Before D19735, they do this in an underspecified way which probably tends to slam one node with all the traffic. After D19735, they use a random up-to-date node, which is probably good if several nodes are up-to-date.
However, in the case where there is only one up-to-date node, this may still slam one node with a large amount of read traffic: if the list only has one host, we can't spread traffic no matter how hard we shuffle it.
We could improve this approach like this:
(1) When a node receives a write, it marks itself as the root node for that write (the first node to receive that write).

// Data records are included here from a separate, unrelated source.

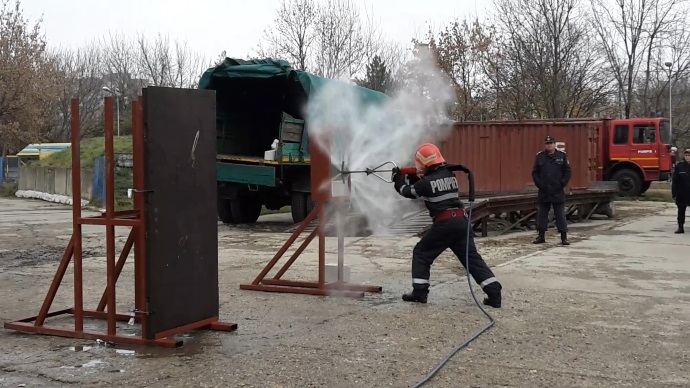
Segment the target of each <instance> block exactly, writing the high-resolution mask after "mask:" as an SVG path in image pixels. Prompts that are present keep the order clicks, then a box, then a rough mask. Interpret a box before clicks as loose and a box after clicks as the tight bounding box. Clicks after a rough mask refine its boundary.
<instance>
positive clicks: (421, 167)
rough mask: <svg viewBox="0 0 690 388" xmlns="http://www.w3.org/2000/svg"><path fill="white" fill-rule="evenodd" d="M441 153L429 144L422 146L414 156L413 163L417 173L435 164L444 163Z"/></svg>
mask: <svg viewBox="0 0 690 388" xmlns="http://www.w3.org/2000/svg"><path fill="white" fill-rule="evenodd" d="M445 162H446V160H445V159H443V155H441V151H440V150H439V149H438V147H436V146H435V145H433V144H431V143H425V144H422V145H421V146H420V147H419V148H418V149H417V153H416V154H415V156H414V163H415V165H416V166H417V171H424V170H425V169H426V168H428V167H431V166H433V165H435V164H441V163H445Z"/></svg>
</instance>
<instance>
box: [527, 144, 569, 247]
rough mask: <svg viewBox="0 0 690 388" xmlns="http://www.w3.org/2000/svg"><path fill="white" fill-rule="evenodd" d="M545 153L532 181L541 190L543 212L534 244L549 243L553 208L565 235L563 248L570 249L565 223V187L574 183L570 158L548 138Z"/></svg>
mask: <svg viewBox="0 0 690 388" xmlns="http://www.w3.org/2000/svg"><path fill="white" fill-rule="evenodd" d="M544 143H545V149H544V150H543V151H540V152H539V153H537V157H536V159H535V161H534V167H533V168H532V180H533V181H534V184H535V185H536V186H537V188H539V193H538V197H537V200H538V202H539V211H538V215H537V232H538V233H539V235H538V236H537V239H536V240H534V244H543V243H545V242H546V239H545V238H544V236H545V235H546V229H547V228H548V224H549V210H551V207H553V213H554V216H555V217H556V228H557V229H558V231H559V232H560V233H561V244H563V245H570V242H569V241H568V224H567V222H566V220H565V190H564V189H565V187H566V186H567V185H568V182H570V177H571V175H572V171H571V170H570V163H569V162H568V157H567V155H566V154H565V152H563V151H559V150H557V149H556V144H555V143H556V139H554V138H553V137H551V136H547V137H546V139H545V140H544Z"/></svg>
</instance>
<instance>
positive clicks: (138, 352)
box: [120, 332, 220, 359]
mask: <svg viewBox="0 0 690 388" xmlns="http://www.w3.org/2000/svg"><path fill="white" fill-rule="evenodd" d="M209 334H211V333H202V332H199V333H188V334H182V335H179V336H175V337H172V338H174V339H177V340H182V341H183V344H182V346H180V347H179V348H175V349H167V348H157V347H150V348H140V349H137V348H134V347H132V348H129V349H130V350H133V351H134V353H133V354H132V353H128V355H134V356H135V357H136V358H143V359H146V358H165V357H190V356H194V355H197V354H201V353H204V352H205V349H204V348H207V347H216V346H220V340H218V339H215V340H214V339H212V338H209ZM120 348H121V349H125V348H124V347H120Z"/></svg>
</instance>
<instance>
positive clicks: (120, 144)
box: [30, 136, 132, 169]
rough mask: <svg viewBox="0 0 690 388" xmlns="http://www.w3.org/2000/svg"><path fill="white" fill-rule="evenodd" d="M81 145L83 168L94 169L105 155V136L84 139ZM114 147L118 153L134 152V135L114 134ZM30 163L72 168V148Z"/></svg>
mask: <svg viewBox="0 0 690 388" xmlns="http://www.w3.org/2000/svg"><path fill="white" fill-rule="evenodd" d="M79 147H80V152H79V153H80V158H81V168H84V169H92V168H93V165H94V161H95V160H96V159H97V158H99V157H101V156H104V155H105V138H103V137H94V138H90V139H84V140H82V141H81V144H80V145H79ZM113 149H114V150H115V153H116V154H130V153H132V137H131V136H114V137H113ZM30 165H31V166H37V167H57V168H70V167H72V149H71V148H67V149H64V150H62V151H60V152H56V153H54V154H52V155H50V156H49V157H47V158H45V159H42V160H36V161H33V162H31V163H30Z"/></svg>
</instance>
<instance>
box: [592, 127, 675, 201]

(2) When we synchronize, we build a deterministic spanning tree across the cluster based on the cluster members and the root node. For example: sort all the nodes by device PHID, then starting at the root node for the write, insert the nodes into a tree which always fills breadth-first in a predictable way. When we get to the end of the list, wrap around to the beginning until we've inserted every node. This tree could be binary or use some other leaf factor, but when we're done building the tree we have a map of how we should synchronize which every node can construct independently in a predictable way. Then, we synchronize from our parent in the tree.
Suppose we have an 8-node cluster and node "E" received the write. We might build this tree (or any other tree, as long as "E" is the root and every node can build this tree in a predictable way given the knowledge that there are 8 nodes in the cluster and "E" must be the root):
E / \ F G / \ / \ H B A C / D
Then every node synchronizes against its parent. For example, if "H" receives a request, it synchronizes against "F". Either "F" is already up to date, or this triggers "F" to synchronize against "E".
This is probably close to optimal and doesn't seem very complex. The CLI can actually make it fairly observable, too, I think.
I think the only trick is that if we query "F" and another write comes in, "E" may no longer be the root. So "F" may need to ask some other node in the new tree (if we asked "F" based on version 997 of the tree, then we update to version 998, "F" may now need to ask "G" to sync). However, I think this can't deadlock: if "F" never updated, no node below "F" could possibly have taken a write for version 998, since no node below "F" could have reached version 997. And, after D19734, the next write will "almost always" go to "E" anyway and we'll keep the same tree. So this could get a little bit goofy but should rapidly converge toward something sane.
You can perhaps force it to deadlock by removing "F" from the cluster between when we route the sync for 997 and the write for 998 comes in. Then perhaps "D" receives the write, synchronizes directly from "E", uhhh, then the request arrives at "F" and the new tree tells it to synchronize from H? But the read lock on H is held by the request to F so maybe those nodes deadlock. This seems hard, can be made observable in the CLI, whoever is pushing can probably ^C to resolve it, and we could just make the tree-read abort if it sees that the version bumped to automatically converge to sanity.
I'd like D19735 to sit in production for a bit before pursuing this but I think it gets us pretty close to optimal on sync routing, concerns like network distance notwithstanding (and we can build network distance concerns into the tree algorithm).